惡

みちていくの惡のレビュー・感想・評価

みちていく(2014年製作の映画)
2.1
中上健次が最も妊娠に適した年齢は15歳だと宣っていた記憶があるが、本作を観たならもうそれは作家的空想に支えられたものだとわかるだろう。本作の魅力の大部分はジャケットにもなっているファーストカットのような脆弱でありながらも確かなエロティシズムに裏打ちされている。
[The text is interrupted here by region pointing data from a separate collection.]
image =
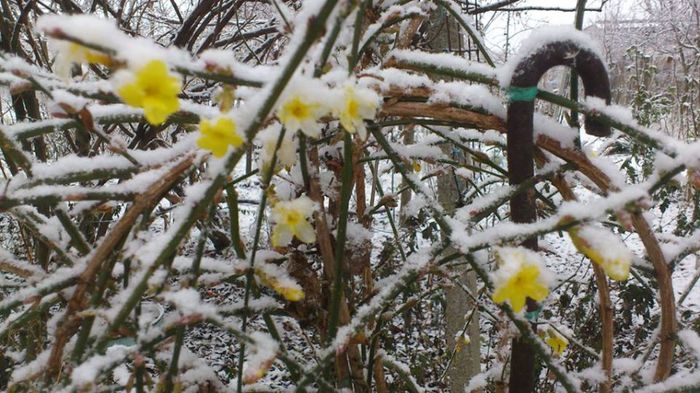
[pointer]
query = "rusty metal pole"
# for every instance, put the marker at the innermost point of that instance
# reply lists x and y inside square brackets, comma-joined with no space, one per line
[522,92]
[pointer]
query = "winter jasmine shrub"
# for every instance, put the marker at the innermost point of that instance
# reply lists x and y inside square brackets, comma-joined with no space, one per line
[314,198]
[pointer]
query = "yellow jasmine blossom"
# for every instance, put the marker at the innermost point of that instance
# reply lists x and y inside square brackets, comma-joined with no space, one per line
[519,276]
[281,283]
[70,53]
[302,108]
[290,218]
[356,106]
[556,341]
[603,248]
[154,89]
[216,136]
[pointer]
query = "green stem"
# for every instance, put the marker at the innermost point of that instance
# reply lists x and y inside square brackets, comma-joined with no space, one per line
[345,193]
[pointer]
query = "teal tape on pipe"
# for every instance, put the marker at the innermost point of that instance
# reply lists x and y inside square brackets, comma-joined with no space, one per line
[516,93]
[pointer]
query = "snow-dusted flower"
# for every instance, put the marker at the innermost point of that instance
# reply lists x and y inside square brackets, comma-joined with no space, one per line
[70,53]
[520,275]
[356,105]
[290,218]
[302,107]
[152,88]
[277,278]
[217,135]
[555,340]
[287,152]
[603,248]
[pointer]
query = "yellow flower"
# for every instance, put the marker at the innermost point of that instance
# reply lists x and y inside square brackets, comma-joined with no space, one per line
[357,105]
[218,136]
[603,248]
[70,53]
[272,276]
[154,89]
[290,219]
[302,108]
[519,276]
[556,341]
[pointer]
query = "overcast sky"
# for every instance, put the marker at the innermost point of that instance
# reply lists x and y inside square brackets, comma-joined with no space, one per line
[520,26]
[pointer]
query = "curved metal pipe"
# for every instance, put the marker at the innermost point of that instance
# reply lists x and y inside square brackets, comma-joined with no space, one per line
[523,89]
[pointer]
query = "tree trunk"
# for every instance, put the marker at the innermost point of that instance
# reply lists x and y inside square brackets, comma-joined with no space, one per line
[443,35]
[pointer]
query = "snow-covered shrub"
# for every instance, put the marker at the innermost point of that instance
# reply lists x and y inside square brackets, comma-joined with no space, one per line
[182,215]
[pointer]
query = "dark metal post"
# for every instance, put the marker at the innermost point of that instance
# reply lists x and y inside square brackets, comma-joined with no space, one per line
[523,89]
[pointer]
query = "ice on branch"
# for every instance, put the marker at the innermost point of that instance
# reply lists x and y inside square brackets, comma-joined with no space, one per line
[152,87]
[603,248]
[276,277]
[290,218]
[216,135]
[302,107]
[520,275]
[355,105]
[287,152]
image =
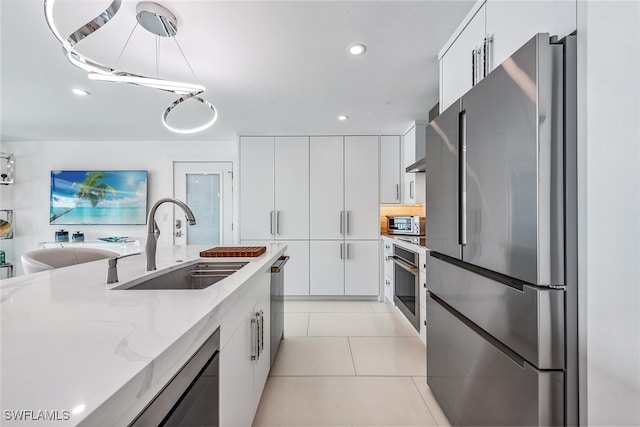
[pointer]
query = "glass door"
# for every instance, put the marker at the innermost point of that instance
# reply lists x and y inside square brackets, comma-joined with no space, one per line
[206,187]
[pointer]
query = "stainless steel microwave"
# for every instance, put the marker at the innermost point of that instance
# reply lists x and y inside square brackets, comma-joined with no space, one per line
[413,225]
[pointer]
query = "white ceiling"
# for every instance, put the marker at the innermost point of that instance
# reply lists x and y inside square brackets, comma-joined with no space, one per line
[273,67]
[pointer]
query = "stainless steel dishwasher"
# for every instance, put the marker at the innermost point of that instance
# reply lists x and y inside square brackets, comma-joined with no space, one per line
[277,304]
[191,397]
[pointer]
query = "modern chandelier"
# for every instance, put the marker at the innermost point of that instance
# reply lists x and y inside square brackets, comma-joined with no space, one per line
[154,18]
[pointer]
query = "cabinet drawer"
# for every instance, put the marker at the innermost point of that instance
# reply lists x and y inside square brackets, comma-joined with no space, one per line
[529,320]
[476,383]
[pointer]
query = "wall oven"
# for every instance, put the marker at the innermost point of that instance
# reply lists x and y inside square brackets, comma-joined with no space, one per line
[191,397]
[406,284]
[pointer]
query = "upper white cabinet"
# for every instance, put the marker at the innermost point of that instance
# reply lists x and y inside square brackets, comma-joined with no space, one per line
[326,187]
[506,26]
[345,219]
[274,188]
[257,170]
[457,64]
[413,148]
[291,188]
[344,187]
[390,173]
[319,195]
[361,202]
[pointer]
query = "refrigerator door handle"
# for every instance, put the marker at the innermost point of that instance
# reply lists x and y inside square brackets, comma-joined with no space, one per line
[462,177]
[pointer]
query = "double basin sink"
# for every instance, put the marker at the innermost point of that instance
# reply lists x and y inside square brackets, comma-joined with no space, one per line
[194,276]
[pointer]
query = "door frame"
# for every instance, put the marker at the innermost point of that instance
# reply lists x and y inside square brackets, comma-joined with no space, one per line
[229,235]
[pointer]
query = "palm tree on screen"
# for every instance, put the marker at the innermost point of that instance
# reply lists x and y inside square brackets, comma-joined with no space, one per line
[92,189]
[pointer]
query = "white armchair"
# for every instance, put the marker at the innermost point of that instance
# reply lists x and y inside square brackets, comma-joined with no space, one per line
[49,259]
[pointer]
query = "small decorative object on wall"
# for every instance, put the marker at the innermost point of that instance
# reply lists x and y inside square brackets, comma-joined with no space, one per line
[98,197]
[6,168]
[6,224]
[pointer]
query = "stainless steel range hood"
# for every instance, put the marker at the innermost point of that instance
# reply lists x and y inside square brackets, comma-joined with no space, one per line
[417,167]
[420,164]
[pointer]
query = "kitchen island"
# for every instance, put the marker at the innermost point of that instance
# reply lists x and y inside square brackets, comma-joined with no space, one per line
[74,351]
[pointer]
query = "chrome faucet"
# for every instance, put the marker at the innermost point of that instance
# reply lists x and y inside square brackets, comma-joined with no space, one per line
[112,272]
[153,232]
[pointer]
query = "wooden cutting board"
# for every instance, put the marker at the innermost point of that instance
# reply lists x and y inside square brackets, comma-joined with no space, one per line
[234,251]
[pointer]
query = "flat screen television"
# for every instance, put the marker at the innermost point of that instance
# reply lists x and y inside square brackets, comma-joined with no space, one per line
[84,197]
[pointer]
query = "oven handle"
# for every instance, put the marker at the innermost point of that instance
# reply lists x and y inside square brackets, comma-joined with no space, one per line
[404,264]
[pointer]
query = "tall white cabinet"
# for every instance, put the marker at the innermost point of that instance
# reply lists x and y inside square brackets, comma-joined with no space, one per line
[320,196]
[344,220]
[274,201]
[390,174]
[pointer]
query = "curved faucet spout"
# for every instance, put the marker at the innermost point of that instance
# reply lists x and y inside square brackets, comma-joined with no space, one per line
[153,232]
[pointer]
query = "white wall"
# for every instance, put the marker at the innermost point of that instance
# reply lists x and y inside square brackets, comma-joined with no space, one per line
[29,195]
[609,211]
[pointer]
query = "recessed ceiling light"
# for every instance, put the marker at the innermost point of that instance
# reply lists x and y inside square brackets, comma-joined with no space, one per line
[79,92]
[357,49]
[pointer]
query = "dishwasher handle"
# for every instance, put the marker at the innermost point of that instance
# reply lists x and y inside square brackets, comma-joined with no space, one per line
[276,267]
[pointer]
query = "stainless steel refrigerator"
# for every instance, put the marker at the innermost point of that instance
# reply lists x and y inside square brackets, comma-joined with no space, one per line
[501,273]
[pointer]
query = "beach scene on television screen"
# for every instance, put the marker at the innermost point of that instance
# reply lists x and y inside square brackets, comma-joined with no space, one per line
[98,197]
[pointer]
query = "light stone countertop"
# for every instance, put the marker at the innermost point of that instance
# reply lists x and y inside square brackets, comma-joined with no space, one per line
[90,355]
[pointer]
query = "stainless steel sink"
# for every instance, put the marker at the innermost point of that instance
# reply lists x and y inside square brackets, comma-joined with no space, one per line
[194,276]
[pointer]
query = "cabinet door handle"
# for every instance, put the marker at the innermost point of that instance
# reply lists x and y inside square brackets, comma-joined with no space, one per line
[261,329]
[473,67]
[271,223]
[488,42]
[254,337]
[348,222]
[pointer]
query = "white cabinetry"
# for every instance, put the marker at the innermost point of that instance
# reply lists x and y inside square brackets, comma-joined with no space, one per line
[327,267]
[508,25]
[361,202]
[387,281]
[326,179]
[408,158]
[274,201]
[243,371]
[274,187]
[456,65]
[257,169]
[390,173]
[361,276]
[413,145]
[344,222]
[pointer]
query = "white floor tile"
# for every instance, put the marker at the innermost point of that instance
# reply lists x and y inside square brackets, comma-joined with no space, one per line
[296,324]
[298,356]
[383,307]
[432,403]
[342,401]
[358,324]
[327,306]
[393,356]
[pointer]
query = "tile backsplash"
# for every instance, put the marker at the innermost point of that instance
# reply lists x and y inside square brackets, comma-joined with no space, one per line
[395,210]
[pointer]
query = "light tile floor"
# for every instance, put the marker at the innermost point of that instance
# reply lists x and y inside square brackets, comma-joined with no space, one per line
[348,363]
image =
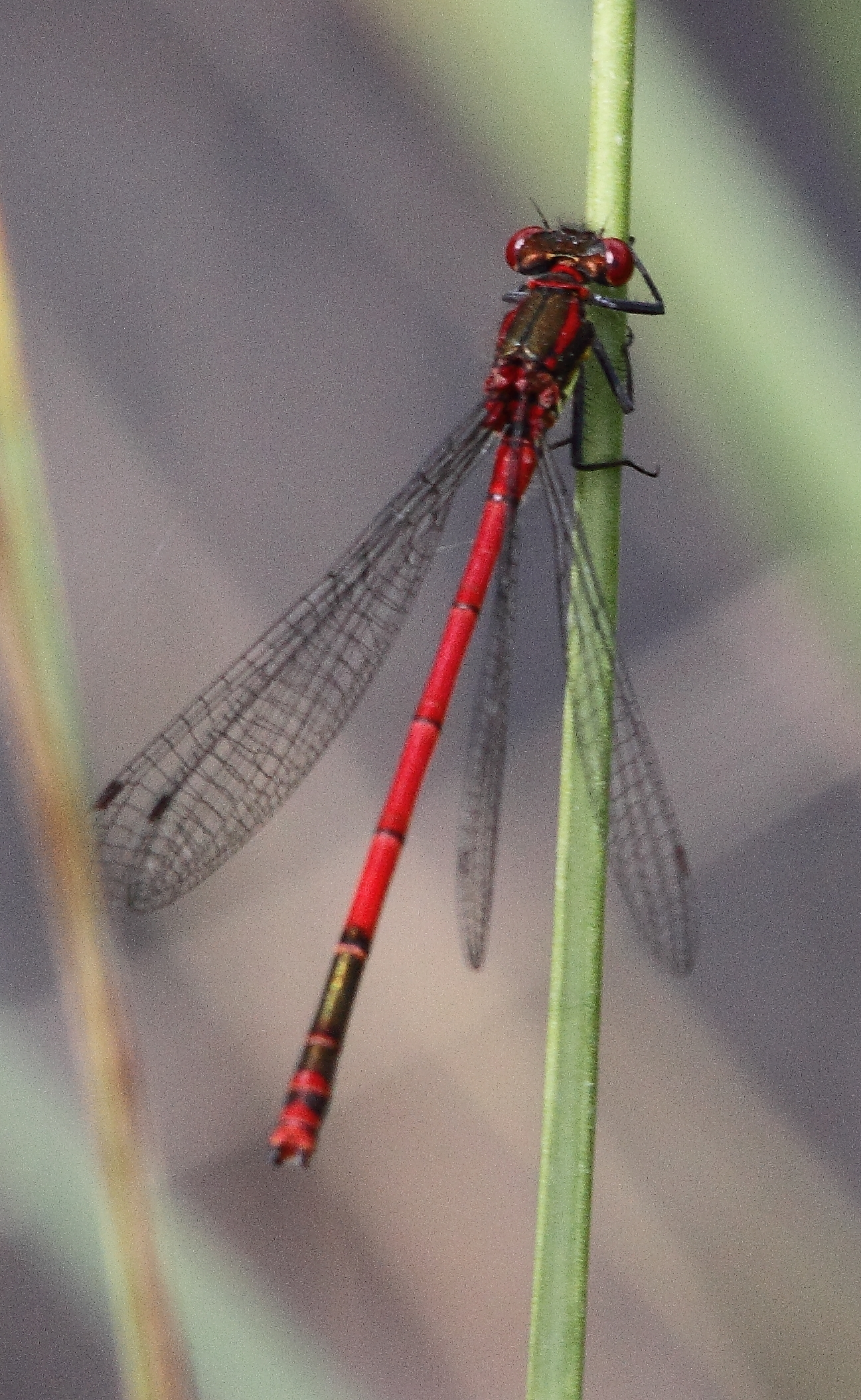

「満月の夜に願いことをすると願い事が叶えられるんだよ」

DV画質の作品内で発話されると単調極まる会話もあいまって陳腐でしかない。付け加えておくが陳腐であること、それ自体が作品の好悪を決するのではない。おそらくこの作品はそのようなある種の陳腐さとはかけ離れた地平へ向かいたいのだ。それはハムスターのケージ内のように回ることしかできない陸上部での「運動」やロケ撮影にもかかわらず全編に漂う閉塞感と頻出する「ここではないどこか」を目指す言葉に表出される。ならば視点を失った私のような観客がどこへ向かえばよいのか。肉体だ。カメラの前で晒される彼女らの肢体は着衣の有無に関わらず、カットの意図など関係なしに扁桃体を煽情し続ける。二十歳そこそこの本作の監督は、醸成しきった自らの肉体にカメラを向けた。その覚悟だけでまず賞賛に値すると言えるのかもしれない。しかしこうして陳腐な言葉で語られてしまうほどに本作の語彙は貧困である。付け加えておくが他の自主製作映画(学生映画)と比べると本作の脚本は別段劣っているとは言えない。しかし表情豊かで饒舌すぎる妊娠適齢期の肉体と比べてどうか。スピルバーグの作品ならともかく、こうした自主映画に対して私が監督だったなら、などと宣うのは失礼極まりないが私はどうしても考えてしまう。自らの肉体に対して我々は黙するべきなのではないかと。